El Ayuntamiento escogió el medio de conciliar esta petición con la seguridad de evitar el contagio, acordando que la Faz Divina se trasladase ocultamente, a media noche, a la ermita del Castillo de Santa Bárbara, como así se hizo en la noche del 23 de septiembre.

«Por orden superior era sacada la Santa Faz, a las ocho de la tarde, por una tronera del Castillo de Santa Bárbara, ceremonia que se anunciaba con un cañonazo»

«Mientras un sacerdote movía el sagrado lienzo en todas las direcciones, bendiciendo la ciudad, al mar, a los campos y a la huerta, los alicantinos llorosos y compungidos, lanzaban gritos pidiendo misericordia al Señor, ofreciendo un cuadro que excitaba la mayor ternura».

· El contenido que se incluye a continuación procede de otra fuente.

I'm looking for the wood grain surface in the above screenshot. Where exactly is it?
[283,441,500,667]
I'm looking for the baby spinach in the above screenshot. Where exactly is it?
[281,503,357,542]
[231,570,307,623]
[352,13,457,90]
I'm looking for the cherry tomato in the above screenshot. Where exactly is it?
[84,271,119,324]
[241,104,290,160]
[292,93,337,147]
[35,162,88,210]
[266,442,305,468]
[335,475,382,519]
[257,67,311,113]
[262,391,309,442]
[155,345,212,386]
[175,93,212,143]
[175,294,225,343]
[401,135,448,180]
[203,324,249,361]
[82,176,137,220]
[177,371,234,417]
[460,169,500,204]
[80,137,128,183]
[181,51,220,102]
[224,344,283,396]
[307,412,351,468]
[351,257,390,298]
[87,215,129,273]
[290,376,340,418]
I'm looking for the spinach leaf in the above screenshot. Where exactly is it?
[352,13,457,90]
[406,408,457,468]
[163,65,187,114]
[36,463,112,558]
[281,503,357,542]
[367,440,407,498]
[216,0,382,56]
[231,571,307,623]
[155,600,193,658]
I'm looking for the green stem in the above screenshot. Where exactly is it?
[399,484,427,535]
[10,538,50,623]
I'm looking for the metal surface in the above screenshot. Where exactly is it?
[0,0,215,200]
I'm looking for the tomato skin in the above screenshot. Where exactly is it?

Una vez desaparecida por completo la epidemia, en octubre de 1805, un Bando del corregidor don Josef Betegón, comunicaba la Real Orden del 26 de septiembre de 1805, sobre eliminación de cordones y celebración del Te Deum. Este bando está fechado en Alicante a 9 de octubre de 1805.

Se organizaron tres sesiones religiosas solemnísimas de Te Deum los días veinte, veintiuno y veintidós de octubre de 1805 en la concatedral de San Nicolás de Alicante para dar gracias al Altísimo por el final de la epidemia en presencia de la Santísima Faz, que, desde la procesión del día 5 de agosto de la Virgen del Remedio permanecía en Alicante, previa autorización de las monjas del monasterio que además solicitaron una limosna para paliar sus necesidades. Para la oración fúnebre fue designado don Cayetano Manchón, siendo el alma y el verbo del Te Deum.

Según refiere él mismo, «no pude contener el llanto, pues la iglesia era un inmenso catafalco y dondequiera tendía los ojos allí encontraba lágrimas y sollozos.

Por este acto de ardiente caridad y sacrificio con los pobres enfermos del contagio de Alicante y por la lealtad y patriotismo que acreditó en la lucha que sostuvo la muy heroica villa de Madrid el Dos de Mayo de 1808, fue reconocido personalmente por el rey Fernando VII, apareciendo estos méritos en la Gazeta de Madrid de 22 de febrero de 1817, con motivo de su designación como canónigo de Segorbe. Con posterioridad el mismo rey le hizo entrega de la Insignia de Dos de mayo.

Es de esperar que alguna de las instituciones religiosas o civiles de Alicante reconozca lo que don Cayetano hizo por los vecinos de esta ciudad en 1804.